Hubfs -Diff-


Sat Mar 2 23:10:45 EST 2013, mycroftiv

Hubfs is a 9p fs which can be used similarly to programs like tmux and GNU screen. Unlike those programs it allows shells from multiple machines to be shared to a single hub and enables free piping of data between processes on different machines. (Screen and tmux need an additional tool like ssh to connect multiple machines and have no ability to multiplex raw pipes.) Due to the use of 9p as the interface, hubfs brings shell inputs and outputs across a network of machines into the file namespace.

Hubfs is found on the sources server in contrib/mycroftiv/hubfs1.1. It can also be installed using fgb's contrib with:

contrib/install mycroftiv/hubfs

BASIC USE

The "hub" command both creates and attaches to hubfs shells. To start a new hubfs just type

hub

to create a new persistent shell. Hubfs uses /srv/hubfs as its default name. To connect to a running hubfs, the same

hub

command will mount and attach to an existing /srv/hubfs. To connect to a hubfs shell on a remote machine, you need access to that machine's /srv. From a client who wishes to connect to an existing shell on the server:

import -a server /srv
hub

By making the remote machine's /srv/hubfs visible in the namespace, the hub command will connect as usual.

The first parameter to the "hub" command is the name of the hubfs. If you wish to use a name other than /srv/hubfs the command

hub name

creates a new hubfs at /srv/name. Following this,

hub name

will attach to the hubfs at /srv/name.

LOCAL AND REMOTE SHELLS AND MOVING BETWEEN THEM

The "hub" command creates a default shell named "io" to begin. When you are working within a connected shell, you can create new shells. These shells can be created on either the machine hosting the hubfs or on the client machine. In other words, you have the option of "sharing a shell back" to the hubfs server from your machine. On a grid of machines, each client will usually share a local shell back to the central hubfs. The following commands are issued from within a connected shell:

%remote name

Creates and connects to a new shell running on the hubfs host.

%local name

Creates and moves to a new shell on the local machine and shares that shell to hubfs.

%attach name

Moves between existing shells attached to the hubfs. It is also possible to connect to existing subshells within a hubfs or create new ones directly from an external shell prompt.

hub srvname shellname

Acts to attach to the given shellname within the hubfs at srvname, or create and attach shellname to that hubfs if an existing subshell of that name is not present.

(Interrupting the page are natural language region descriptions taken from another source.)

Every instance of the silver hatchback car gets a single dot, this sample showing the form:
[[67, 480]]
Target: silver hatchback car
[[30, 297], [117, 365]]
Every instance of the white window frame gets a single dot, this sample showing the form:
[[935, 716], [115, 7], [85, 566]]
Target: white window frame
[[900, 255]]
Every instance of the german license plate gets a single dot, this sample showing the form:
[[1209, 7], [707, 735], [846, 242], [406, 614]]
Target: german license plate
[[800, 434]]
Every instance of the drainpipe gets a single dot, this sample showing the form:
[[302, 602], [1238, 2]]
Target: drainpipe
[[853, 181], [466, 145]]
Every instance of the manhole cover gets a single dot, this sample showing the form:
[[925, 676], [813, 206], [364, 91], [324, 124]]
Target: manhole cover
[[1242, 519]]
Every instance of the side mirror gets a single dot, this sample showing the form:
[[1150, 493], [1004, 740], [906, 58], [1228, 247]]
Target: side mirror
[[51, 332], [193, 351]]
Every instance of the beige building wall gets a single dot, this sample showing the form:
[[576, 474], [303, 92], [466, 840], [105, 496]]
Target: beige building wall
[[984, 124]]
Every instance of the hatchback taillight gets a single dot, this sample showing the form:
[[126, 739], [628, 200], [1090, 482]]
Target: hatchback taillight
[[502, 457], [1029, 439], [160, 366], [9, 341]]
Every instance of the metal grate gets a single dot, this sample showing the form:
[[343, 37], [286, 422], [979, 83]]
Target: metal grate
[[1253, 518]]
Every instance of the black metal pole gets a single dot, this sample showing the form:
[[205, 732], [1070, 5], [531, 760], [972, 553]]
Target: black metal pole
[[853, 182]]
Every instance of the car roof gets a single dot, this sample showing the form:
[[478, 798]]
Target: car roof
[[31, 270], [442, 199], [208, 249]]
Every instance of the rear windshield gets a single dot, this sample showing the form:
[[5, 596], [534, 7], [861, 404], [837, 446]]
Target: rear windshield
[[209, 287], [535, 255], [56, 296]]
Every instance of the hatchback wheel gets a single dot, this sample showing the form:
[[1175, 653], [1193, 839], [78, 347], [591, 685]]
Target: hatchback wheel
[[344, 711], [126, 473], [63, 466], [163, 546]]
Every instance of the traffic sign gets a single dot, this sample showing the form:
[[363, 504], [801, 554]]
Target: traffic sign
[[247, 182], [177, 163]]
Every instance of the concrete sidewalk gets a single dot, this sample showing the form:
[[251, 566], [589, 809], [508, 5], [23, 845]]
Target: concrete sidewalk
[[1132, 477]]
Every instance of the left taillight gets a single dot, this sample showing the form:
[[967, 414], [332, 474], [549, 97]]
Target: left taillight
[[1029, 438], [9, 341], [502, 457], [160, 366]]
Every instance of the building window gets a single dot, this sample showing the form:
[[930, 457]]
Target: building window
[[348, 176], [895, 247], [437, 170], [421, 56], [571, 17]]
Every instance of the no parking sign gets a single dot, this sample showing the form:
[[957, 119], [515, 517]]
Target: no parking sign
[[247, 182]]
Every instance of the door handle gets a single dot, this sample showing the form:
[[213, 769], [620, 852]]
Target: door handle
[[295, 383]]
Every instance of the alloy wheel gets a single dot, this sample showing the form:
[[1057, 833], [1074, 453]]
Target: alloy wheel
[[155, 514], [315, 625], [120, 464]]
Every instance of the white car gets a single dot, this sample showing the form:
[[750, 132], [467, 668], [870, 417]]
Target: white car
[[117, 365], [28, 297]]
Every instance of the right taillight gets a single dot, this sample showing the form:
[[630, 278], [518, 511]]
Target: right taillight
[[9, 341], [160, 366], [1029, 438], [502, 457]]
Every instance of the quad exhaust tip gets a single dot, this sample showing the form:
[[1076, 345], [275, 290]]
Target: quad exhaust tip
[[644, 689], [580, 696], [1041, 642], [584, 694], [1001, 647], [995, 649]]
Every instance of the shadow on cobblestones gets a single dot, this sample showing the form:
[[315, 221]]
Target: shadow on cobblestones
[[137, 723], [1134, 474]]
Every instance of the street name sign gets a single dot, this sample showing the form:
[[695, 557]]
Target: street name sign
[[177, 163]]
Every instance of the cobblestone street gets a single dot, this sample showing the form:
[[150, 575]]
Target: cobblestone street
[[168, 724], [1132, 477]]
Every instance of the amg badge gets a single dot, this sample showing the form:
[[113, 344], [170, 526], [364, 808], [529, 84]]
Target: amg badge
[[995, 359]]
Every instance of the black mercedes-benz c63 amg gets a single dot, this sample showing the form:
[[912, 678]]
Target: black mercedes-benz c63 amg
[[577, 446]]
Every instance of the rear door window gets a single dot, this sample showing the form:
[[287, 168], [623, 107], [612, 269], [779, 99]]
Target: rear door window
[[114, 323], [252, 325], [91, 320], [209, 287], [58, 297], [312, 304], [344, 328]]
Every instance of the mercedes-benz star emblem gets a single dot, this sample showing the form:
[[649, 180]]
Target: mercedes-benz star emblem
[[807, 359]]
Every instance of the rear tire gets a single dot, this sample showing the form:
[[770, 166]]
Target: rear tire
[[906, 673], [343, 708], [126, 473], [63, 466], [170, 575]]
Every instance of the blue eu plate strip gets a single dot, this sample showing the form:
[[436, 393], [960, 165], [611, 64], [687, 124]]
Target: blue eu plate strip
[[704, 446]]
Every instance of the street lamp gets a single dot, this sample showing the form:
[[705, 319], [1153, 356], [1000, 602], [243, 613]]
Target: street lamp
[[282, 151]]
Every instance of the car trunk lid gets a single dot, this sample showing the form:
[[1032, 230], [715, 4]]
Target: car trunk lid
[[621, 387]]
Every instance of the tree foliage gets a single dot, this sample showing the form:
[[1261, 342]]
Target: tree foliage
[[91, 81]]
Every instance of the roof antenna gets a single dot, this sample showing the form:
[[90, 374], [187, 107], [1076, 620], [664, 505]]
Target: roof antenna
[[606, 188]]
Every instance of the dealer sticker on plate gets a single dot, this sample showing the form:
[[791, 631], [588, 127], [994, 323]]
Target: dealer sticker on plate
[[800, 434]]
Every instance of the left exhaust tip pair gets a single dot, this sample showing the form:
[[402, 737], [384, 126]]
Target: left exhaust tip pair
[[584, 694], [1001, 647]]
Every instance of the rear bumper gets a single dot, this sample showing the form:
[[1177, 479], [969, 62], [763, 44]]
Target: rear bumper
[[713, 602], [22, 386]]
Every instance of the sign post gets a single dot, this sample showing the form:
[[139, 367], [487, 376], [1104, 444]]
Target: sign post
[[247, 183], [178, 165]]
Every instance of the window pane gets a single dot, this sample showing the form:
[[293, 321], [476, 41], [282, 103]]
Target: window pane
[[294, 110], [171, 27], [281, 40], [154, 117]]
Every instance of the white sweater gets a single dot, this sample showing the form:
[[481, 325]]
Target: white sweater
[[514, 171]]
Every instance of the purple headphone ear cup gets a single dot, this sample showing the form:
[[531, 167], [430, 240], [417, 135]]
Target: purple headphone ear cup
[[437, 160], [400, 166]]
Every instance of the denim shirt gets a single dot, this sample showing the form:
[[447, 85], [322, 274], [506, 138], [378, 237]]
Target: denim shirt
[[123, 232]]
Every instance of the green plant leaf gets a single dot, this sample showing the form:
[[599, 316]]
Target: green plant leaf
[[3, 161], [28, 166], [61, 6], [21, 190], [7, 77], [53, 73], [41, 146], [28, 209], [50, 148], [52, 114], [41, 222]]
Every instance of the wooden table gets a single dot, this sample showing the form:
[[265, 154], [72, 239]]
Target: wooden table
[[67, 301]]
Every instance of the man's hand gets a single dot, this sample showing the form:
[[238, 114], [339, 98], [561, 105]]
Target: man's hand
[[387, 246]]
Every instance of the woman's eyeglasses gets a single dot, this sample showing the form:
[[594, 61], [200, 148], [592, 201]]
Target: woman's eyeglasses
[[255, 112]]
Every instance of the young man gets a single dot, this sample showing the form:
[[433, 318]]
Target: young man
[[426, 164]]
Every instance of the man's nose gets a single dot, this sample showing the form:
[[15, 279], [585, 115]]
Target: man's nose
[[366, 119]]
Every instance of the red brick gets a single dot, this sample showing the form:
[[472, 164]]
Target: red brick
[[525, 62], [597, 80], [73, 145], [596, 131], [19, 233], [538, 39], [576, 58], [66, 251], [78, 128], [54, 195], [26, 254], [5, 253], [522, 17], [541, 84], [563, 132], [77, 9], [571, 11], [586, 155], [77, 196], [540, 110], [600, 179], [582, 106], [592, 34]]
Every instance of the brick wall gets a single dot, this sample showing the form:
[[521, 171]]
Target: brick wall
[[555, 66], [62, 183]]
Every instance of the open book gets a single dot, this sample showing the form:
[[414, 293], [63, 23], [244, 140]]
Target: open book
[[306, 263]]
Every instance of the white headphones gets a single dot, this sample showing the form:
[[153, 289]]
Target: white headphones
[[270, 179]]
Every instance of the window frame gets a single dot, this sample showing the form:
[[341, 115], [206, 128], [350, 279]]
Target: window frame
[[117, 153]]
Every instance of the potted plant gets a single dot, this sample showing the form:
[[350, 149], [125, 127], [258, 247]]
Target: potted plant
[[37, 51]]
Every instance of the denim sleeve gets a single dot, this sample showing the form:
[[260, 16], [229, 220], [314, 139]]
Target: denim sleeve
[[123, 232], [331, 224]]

CONNECTING OTHER OPERATING SYSTEMS

Hubfs is client agnostic. If a system can use 9p, it can mount hubfs and access shells within it, and even share shells back. Here is an example using plan9port and 9pfuse. These actions would usually be automated by small scripts.

On the Plan 9 host:

hub -b unix
mount -c /srv/unix /n/unix
touch /n/unix/un0 /n/unix/un1 /n/unix/un2
aux/listen1 -tv tcp!*!8787 /bin/exportfs -r /n/unix

To connect a client machine such a linux box running p9p:

mkdir hubfs
9pfuse 'tcp!server.ip!8787' hubfs
rc -i <hubfs/un0 >>hubfs/un1 2>>hubfs/un2 &

This shares a shell from the linux box back to the hubfs. At this point the listen command on the server can be terminated. The linux box can now be controlled from any plan 9 system which can mount the hubfs. To control the Plan 9 system from linux:

cat hubfs/io1 &
cat hubfs/io2 &
cat >>hubfs/io0

And you are now attached to and controlling the initial Plan 9 hubfs shell. To attach to the shell on the linux machine from within a Plan 9 system with access to the /srv/unix :

hub unix un

Will connect to the shell running on the linux box.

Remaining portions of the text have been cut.